Micron Shares Rise as Memory-Price Tightness Eases

Micron shares jumped as analysts link the rally to rising supply and slower restocking that are easing the global DRAM and NAND shortage.

Micron Technology’s stock rose in recent trading after analysts linked the rally to an easing of the global memory-chip shortage driven by higher supply and softer restocking in end markets.

Analysts point to several supply-side and demand-side factors. Suppliers added production capacity after pandemic-related delays. Some customers that previously built inventories are pacing orders more slowly, reducing spot-market premiums. Increased wafer output combined with weaker restocking has eased pressure on memory component supply chains.

Tracking of contract and spot prices shows DRAM and NAND rates that climbed through 2021 and 2022 have stabilized in recent weeks, according to analysts monitoring pricing.

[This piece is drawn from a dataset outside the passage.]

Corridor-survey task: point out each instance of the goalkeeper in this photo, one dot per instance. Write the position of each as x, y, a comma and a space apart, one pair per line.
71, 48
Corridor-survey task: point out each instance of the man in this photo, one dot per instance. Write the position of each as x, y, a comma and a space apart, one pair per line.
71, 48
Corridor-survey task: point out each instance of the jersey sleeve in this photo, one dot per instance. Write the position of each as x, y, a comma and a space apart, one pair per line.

Those analysts report the improved availability has influenced expectations for manufacturers’ near-term margins and capital spending plans.

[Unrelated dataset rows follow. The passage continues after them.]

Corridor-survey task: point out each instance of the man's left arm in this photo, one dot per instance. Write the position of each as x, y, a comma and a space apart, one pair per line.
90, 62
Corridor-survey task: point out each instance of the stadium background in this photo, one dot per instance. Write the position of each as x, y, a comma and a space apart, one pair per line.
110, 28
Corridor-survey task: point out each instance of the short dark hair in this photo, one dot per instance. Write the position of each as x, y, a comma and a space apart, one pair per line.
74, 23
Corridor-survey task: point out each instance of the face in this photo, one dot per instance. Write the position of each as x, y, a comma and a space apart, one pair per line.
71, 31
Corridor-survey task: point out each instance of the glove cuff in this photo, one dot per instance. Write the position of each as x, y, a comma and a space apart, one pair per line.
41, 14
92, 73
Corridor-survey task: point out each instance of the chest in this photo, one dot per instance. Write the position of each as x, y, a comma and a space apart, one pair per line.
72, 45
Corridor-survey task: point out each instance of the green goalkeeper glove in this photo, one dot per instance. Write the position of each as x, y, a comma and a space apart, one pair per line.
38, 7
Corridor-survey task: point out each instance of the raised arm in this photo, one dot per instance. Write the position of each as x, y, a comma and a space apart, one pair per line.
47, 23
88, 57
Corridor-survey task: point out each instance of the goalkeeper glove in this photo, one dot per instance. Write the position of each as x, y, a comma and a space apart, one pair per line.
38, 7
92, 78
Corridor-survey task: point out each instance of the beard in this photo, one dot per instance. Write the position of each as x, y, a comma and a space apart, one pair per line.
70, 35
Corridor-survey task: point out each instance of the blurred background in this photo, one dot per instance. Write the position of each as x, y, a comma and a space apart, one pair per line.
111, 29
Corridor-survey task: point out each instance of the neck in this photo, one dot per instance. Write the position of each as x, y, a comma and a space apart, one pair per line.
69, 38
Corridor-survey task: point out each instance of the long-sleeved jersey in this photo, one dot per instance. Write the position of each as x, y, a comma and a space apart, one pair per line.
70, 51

Investors have focused on Micron because it is one of the world’s largest makers of DRAM and NAND flash memory. Device makers and data-center operators reassessing inventories have contributed to a reassessment of near-term demand and pricing for memory products. Several analysts adjusted near-term forecasts for price declines while maintaining longer-term demand assumptions tied to cloud growth, artificial intelligence workloads and rising storage needs.

“Supply is catching up with demand, and that is what you’re seeing reflected in the share price,” an industry analyst commented. The analyst added that steadier inventory flows would likely reduce spot-price volatility and make contract negotiations between suppliers and large buyers more predictable.

Market watchers caution that capacity additions take months to fully affect supply and that demand from servers, smartphones and consumer electronics remains sensitive to macroeconomic conditions. Analysts expect gradual price softening over the next few quarters rather than a sudden reversal to oversupply.

For customers, easing tightness could shorten lead times and lower procurement costs for makers of PCs, phones and enterprise servers. For memory producers, softer prices may constrain near-term revenue growth that had been supported by elevated rates, prompting potential adjustments to production schedules and capital expenditure forecasts.

The memory industry remains cyclical and capital intensive. The shortage that emerged during the pandemic reflected strong demand for personal computing and cloud services alongside factory shutdowns and logistics bottlenecks. Micron and its peers increased investments in output and supply-chain resilience; analysts say those investments, together with recent demand adjustments, are contributing to the current loosening of tightness.

Investors and analysts are watching Micron’s upcoming earnings report and management commentary for further detail on production pacing, inventory levels and expectations for memory pricing in the months ahead.